HPV kommt unglaublich häufig vor. Um krebsfrei zu bleiben, ist es wichtig, Ihren Status im Auge zu behalten.

Zusätzliche Details

Erscheint HPV bei einem STD (STI)-Test?

Nein. Bei den meisten routinemäßigen STI-Screenings werden Blut oder Flüssigkeiten auf häufige STIs untersucht. HPV ist in diesen Screenings nicht enthalten, da der Test die Untersuchung der DNA von Zellen erfordert, die direkt aus Ihrem Gebärmutterhals entnommen wurden.

Der einzige Weg, um festzustellen, ob Sie HPV haben, ist ein HPV-Test oder ein Pap/HPV-Co-Test.

Wie testen Männer auf HPV?

Für Männer gibt es keine HPV-Tests. HPV-assoziierte Krebsarten, die Männer betreffen können, wie Peniskrebs und Analkrebs, sind viel seltener als Gebärmutterhalskrebs. Dennoch können Männer harmlose und risikoreiche HPV-Stämme auf Partner beiderlei Geschlechts übertragen.

Einige Anbieter bieten anale Pap-Abstriche an, mit denen abnormale Zellen erkannt werden können, die Anzeichen von Analkrebs oder präkanzerösen Veränderungen sein können. Wenn Sie glauben, dass bei Ihnen ein Risiko besteht, sprechen Sie mit Ihrem Arzt über die Durchführung eines Tests.

Kann ein Mann wissen, ob er HPV hat?

Warzen an allen Körperteilen, einschließlich Penis und Hodensack, sind ein Zeichen für HPV. Derzeit gibt es keine von der FDA zugelassenen HPV-Tests, mit denen an anderen Körperteilen als dem Gebärmutterhals nach HPV gesucht werden kann.

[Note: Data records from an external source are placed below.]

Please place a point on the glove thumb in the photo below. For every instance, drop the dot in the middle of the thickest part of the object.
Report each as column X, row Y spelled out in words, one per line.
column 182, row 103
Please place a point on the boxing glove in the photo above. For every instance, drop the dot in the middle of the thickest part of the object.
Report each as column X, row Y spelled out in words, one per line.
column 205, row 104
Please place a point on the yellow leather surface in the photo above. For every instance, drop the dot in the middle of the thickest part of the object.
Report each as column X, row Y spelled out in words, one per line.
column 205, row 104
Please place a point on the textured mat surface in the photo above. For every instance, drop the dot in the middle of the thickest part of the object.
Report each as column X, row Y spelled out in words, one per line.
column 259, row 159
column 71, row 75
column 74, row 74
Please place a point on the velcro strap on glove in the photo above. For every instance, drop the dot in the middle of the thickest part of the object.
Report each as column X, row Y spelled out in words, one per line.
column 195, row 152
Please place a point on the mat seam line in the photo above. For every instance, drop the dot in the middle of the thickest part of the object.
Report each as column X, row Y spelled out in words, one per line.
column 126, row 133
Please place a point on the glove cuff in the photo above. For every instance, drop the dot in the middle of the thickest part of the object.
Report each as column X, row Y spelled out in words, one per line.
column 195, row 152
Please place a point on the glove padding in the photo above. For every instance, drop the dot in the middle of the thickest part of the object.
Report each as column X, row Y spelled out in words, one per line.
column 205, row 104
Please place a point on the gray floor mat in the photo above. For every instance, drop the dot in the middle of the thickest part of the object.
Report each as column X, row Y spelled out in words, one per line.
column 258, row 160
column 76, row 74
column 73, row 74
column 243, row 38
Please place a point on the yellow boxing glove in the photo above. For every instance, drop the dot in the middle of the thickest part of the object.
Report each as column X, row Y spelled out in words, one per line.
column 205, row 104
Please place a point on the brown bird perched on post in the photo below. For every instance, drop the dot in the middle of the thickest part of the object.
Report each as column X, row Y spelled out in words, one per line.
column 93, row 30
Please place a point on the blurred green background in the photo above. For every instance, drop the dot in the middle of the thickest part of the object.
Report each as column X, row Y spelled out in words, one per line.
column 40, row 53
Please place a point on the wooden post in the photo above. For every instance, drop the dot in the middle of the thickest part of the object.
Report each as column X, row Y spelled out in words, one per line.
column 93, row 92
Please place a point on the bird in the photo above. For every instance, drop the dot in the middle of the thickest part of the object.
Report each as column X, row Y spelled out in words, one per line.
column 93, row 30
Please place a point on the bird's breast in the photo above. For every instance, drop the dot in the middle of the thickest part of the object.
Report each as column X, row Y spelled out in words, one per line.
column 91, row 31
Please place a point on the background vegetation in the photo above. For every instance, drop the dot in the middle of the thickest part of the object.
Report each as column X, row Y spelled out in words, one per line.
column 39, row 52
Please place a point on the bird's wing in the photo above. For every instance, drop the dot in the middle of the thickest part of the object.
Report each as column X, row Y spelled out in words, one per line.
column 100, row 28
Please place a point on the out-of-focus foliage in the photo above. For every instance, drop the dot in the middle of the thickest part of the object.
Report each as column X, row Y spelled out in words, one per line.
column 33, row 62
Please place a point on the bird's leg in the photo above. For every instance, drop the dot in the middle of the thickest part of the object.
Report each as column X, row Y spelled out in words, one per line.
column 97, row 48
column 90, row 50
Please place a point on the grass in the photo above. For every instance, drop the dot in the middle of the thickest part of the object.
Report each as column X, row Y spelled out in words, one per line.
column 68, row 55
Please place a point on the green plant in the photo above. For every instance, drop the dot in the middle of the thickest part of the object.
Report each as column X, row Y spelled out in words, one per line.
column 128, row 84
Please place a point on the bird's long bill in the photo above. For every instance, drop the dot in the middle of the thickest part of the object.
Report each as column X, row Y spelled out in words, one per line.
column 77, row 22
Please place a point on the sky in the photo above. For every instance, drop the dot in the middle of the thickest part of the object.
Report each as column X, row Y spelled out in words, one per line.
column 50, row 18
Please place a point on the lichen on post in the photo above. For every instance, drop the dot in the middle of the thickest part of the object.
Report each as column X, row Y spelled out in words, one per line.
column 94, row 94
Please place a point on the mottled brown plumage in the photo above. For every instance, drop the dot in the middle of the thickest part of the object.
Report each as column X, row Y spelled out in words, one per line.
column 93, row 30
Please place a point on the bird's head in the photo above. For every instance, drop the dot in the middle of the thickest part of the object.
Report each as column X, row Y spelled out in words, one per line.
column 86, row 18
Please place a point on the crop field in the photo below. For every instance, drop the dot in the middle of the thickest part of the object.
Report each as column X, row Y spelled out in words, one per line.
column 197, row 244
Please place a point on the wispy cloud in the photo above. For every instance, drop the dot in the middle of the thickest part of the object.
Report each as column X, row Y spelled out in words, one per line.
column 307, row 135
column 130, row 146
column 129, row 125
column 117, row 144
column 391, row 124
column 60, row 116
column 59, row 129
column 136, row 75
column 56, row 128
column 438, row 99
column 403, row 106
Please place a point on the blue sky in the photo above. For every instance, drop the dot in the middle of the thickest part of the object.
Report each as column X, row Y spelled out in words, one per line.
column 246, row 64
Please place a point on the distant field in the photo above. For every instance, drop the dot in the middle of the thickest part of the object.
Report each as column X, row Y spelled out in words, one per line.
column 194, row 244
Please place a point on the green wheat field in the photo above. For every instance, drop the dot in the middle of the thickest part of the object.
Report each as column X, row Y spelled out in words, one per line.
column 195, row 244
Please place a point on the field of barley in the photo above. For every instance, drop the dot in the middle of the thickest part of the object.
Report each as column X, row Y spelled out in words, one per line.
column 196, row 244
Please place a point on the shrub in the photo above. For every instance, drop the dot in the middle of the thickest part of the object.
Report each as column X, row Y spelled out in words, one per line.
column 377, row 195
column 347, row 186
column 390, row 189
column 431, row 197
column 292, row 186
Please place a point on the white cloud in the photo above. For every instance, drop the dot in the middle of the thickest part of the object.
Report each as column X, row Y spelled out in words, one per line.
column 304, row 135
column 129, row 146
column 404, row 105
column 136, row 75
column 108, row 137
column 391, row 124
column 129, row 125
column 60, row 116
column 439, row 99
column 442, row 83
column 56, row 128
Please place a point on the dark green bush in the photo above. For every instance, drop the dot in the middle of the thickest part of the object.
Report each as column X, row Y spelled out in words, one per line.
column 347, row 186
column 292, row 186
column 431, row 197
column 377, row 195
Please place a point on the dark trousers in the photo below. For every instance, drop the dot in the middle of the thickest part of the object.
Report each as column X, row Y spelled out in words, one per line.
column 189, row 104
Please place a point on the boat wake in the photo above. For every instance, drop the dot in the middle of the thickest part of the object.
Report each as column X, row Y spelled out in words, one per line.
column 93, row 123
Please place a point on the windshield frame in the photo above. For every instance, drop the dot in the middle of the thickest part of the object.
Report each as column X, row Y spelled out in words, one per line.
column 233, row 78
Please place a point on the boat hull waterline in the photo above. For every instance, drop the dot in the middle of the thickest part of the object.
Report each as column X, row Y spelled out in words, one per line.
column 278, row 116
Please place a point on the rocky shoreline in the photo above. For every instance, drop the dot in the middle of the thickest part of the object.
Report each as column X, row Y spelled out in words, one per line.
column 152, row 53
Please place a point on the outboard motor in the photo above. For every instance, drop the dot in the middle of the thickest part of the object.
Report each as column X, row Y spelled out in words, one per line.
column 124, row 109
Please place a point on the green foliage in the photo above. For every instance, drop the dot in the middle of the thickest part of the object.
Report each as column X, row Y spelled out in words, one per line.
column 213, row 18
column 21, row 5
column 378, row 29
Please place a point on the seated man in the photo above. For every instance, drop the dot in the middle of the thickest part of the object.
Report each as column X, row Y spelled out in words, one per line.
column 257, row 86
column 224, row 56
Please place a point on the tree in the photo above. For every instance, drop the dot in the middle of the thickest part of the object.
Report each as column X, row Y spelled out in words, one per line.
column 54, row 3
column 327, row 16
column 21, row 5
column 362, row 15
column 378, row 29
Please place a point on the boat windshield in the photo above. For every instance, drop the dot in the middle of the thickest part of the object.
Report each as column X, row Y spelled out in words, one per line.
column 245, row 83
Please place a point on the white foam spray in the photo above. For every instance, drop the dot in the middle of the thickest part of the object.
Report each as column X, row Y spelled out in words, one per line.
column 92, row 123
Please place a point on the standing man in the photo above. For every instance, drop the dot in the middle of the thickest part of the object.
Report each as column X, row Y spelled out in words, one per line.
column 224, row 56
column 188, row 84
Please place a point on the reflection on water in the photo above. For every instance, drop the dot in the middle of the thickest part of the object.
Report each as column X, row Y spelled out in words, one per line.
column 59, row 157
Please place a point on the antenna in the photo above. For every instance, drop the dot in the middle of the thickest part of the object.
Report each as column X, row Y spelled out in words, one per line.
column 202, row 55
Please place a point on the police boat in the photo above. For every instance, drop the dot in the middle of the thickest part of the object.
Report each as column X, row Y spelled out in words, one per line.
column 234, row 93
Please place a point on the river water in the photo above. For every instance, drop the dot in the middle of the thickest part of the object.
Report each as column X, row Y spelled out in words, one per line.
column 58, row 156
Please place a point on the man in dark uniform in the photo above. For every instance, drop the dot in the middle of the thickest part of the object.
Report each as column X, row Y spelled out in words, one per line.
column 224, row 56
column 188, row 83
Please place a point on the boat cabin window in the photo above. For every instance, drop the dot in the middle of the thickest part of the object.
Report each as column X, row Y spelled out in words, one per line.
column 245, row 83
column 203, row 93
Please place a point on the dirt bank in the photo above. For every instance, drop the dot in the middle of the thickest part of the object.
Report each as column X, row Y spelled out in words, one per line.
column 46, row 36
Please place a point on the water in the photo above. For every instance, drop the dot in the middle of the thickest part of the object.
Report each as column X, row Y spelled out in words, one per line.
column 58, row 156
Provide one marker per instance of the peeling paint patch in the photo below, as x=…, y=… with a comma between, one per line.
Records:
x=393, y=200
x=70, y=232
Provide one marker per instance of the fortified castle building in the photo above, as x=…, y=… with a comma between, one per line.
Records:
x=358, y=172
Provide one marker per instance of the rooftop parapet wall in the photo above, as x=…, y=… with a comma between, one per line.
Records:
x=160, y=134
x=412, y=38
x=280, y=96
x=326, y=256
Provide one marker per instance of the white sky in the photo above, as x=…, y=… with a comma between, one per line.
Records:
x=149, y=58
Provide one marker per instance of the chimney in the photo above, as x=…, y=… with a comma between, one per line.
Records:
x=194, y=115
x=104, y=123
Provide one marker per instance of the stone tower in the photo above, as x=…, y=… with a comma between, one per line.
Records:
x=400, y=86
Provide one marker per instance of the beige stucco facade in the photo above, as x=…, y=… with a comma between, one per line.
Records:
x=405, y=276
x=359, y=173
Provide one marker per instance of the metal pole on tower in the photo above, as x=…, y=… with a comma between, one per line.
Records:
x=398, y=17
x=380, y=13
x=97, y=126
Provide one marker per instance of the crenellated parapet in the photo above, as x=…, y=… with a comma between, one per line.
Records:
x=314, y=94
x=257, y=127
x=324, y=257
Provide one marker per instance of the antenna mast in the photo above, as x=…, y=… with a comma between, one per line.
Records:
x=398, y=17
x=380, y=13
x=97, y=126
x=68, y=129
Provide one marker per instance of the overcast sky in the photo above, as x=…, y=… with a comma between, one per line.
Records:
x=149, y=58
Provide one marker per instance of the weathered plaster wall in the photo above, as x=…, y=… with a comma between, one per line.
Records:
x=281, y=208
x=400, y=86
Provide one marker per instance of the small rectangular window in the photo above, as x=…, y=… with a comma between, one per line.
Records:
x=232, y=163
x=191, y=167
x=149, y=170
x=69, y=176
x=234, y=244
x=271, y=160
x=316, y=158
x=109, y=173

Eine Notiz von Swip Health

HPV-Tests sind der Schlüssel zur Erkennung von Krebs, bevor sich gesunde Gebärmutterhalszellen in krebsartige verwandeln. Wenn Sie einen Gebärmutterhals haben und zwischen 30 und 65 Jahre alt sind, ist es wichtig, regelmäßig Pap-Abstriche, HPV-Tests oder Co-Tests durchführen zu lassen. Ihr Anbieter kann Sie bezüglich der von Ihnen benötigten Tests beraten.

Denken Sie daran: Ein positiver HPV-Test ist kein Grund, sich zu schämen. Viele Menschen haben es irgendwann einmal. Aber wenn Sie sich nicht regelmäßig untersuchen lassen, kann dies Ihre Gesundheit gefährden. Machen Sie HPV-Tests zu einem Teil Ihres routinemäßigen Pflege- und Wellnessplans.